Re: [LKP] Re: [ext4] b1b4705d54: filebench.sum_bytes_mb/s -20.2% regression

From: Jan Kara <jack@suse.cz>
To: Xing Zhengjun <zhengjun.xing@linux.intel.com>
Cc: Jan Kara <jack@suse.cz>, Rong Chen <rong.a.chen@intel.com>,
	"Theodore Y. Ts'o" <tytso@mit.edu>,
	Matthew Bobrowski <mbobrowski@mbobrowski.org>,
	Ritesh Harjani <riteshh@linux.ibm.com>,
	LKML <linux-kernel@vger.kernel.org>,
	Linus Torvalds <torvalds@linux-foundation.org>,
	lkp@lists.01.org
Subject: Re: [LKP] Re: [ext4] b1b4705d54: filebench.sum_bytes_mb/s -20.2% regression
Date: Wed, 15 Apr 2020 10:39:54 +0200	[thread overview]
Message-ID: <20200415083954.GD501@quack2.suse.cz> (raw)
In-Reply-To: <309baa89-9f69-0545-946e-4b3624f83e60@linux.intel.com>

On Wed 15-04-20 15:55:09, Xing Zhengjun wrote:
> 
> 
> On 3/25/2020 10:31 PM, Jan Kara wrote:
> > On Wed 25-03-20 13:50:09, Xing Zhengjun wrote:
> > > ping...
> > > The issue still exists in v5.6-rc7.
> > 
> > So I have tried again to reproduce this so that I can look into the
> > regression. When observing what is actually happening in the system I have
> > to say that this workfile (or actually its implementation in filebench) is
> > pretty dubious. The problem is that filebench first creates the files by
> > writing them through ordinary write(2). Then it immediately starts reading
> > the files with direct IO read. So what happens is that by the time direct
> > IO read is running, the system is still writing back the create files and
> > depending on how read vs writes get scheduled, you get different results.
> > Also direct IO read will first flush the range it is going to read from the
> > page cache so to some extent this is actually parallel small ranged
> > fsync(2) benchmark. Finally differences in how we achieve integrity of
> > direct IO reads with dirty page cache are going to impact this benchmark.
> > 
> 
> Sounds reasonable!  Thanks for the clarification!
> 
> > So overall can now see why this commit makes a difference but the workload
> > is IMHO largely irrelevant. What would make sense is to run filebench once,
> > then unmount & mount the fs to force files to disk and clear page cache and
> > then run it again. Filebench will reuse the files in this case and then
> > parallel direct IO readers without page cache are a sensible workload. But
> > I didn't see any difference in that (even with rotating disk) on my
> > machines.
> > 
> We do a test per your suggestion, run "filebench" once during setup stage,
> then do a "sync",  after that run "filebench" again, from the attached test
> result "compare", "filebench.sum_bytes_mb/s" regression is disappeared.

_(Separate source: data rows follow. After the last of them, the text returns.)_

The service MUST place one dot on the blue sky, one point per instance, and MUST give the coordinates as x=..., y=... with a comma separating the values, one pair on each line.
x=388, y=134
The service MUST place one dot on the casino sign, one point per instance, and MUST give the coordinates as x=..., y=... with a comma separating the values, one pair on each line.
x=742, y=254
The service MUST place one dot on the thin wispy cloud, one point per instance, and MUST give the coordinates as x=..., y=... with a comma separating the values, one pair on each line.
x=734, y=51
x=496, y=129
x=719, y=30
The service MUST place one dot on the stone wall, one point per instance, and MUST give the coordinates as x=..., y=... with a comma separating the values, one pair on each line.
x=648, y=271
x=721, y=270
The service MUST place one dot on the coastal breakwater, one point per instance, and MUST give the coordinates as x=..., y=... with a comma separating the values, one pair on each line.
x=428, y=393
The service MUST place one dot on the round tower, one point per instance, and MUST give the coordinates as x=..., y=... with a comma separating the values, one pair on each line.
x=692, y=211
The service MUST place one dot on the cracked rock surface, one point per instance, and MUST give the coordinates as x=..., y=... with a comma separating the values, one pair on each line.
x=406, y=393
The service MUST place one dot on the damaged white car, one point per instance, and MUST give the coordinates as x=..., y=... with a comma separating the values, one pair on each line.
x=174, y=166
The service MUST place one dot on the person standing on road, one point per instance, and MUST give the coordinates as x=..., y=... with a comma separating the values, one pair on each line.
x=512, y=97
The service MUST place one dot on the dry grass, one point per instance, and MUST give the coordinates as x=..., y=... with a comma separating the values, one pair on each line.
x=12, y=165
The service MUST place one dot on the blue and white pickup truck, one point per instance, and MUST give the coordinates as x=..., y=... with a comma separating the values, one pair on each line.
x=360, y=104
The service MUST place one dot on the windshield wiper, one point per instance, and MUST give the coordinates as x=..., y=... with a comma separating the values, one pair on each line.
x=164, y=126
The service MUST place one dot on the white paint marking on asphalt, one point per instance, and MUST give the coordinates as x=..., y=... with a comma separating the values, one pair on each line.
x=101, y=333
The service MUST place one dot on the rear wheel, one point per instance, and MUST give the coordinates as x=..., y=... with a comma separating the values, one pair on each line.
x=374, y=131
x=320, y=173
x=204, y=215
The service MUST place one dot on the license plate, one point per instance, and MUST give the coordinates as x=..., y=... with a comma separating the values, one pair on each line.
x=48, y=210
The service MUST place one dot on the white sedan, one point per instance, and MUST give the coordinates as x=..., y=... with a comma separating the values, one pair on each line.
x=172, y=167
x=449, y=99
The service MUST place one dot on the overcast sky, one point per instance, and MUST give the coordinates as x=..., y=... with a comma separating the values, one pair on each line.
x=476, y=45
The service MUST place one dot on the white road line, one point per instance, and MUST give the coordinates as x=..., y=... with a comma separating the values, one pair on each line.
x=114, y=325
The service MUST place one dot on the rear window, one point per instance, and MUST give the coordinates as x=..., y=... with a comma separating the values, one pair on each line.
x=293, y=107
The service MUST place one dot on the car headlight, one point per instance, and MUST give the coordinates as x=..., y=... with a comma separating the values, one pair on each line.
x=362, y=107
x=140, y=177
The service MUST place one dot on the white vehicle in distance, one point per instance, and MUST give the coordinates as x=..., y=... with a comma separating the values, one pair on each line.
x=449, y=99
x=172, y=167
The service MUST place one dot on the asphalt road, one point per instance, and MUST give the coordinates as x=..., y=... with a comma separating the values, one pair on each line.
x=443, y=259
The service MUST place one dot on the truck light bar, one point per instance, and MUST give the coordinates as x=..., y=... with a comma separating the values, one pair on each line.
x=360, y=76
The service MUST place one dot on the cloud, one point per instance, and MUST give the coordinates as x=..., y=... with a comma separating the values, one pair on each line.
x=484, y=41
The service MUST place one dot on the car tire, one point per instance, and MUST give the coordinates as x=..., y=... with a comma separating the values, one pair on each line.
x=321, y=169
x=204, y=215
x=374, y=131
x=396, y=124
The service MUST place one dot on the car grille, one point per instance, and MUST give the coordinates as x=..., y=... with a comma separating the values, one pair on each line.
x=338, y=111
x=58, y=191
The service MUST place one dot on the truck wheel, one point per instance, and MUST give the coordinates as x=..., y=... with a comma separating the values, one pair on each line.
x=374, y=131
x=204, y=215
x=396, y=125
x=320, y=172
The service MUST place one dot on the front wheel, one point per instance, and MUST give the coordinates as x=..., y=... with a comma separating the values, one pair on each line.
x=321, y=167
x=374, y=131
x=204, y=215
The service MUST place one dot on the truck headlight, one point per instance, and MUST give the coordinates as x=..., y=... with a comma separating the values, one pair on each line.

Cool. Thanks for improving the testcase! I'd just note that if you only do
sync(2) between the setup and benchmark phase, you'll still have files
cached in the page cache and so direct IO will go through the slow path
when it has to evict pages from the page cache. The standard (and optimized
for) situation for direct IO is that there is no page cache for the files
direct IO is performed to. That's why I suggested remounting the
filesystem, not just calling sync(2)...

								Honza

> =========================================================================================
> tbox_group/testcase/rootfs/kconfig/compiler/debug-setup/disk/fs/test/cpufreq_governor/ucode:
>   lkp-hsw-d01/filebench/debian-x86_64-20191114.cgz/x86_64-rhel-7.6/gcc-7/test2/1HDD/ext4/fivestreamreaddirect.f/performance/0x27
> 
> commit: 
>   b1b4705d54abedfd69dcdf42779c521aa1e0fbd3
>   09edf4d381957b144440bac18a4769c53063b943
>   v5.5
>   v5.7-rc1
> 
> b1b4705d54abedfd 09edf4d381957b144440bac18a4                        v5.5                    v5.7-rc1 
> ---------------- --------------------------- --------------------------- --------------------------- 
>          %stddev     %change         %stddev     %change         %stddev     %change         %stddev
>              \          |                \          |                \          |                \  
>      59.40            +0.0%      59.40            -0.8%      58.93            -1.0%      58.80        filebench.sum_bytes_mb/s
>       3570            +0.0%       3570            -0.8%       3541            -1.0%       3533        filebench.sum_operations
>      59.50            +0.0%      59.50            -0.8%      59.02            -1.0%      58.89        filebench.sum_operations/s
>      59.33            +0.0%      59.33            +0.0%      59.33            -0.6%      59.00        filebench.sum_reads/s
>      83.98            -1.5%      82.75            +0.8%      84.62            +1.0%      84.84        filebench.sum_time_ms/op

-- 
Jan Kara <jack@suse.com>
SUSE Labs, CR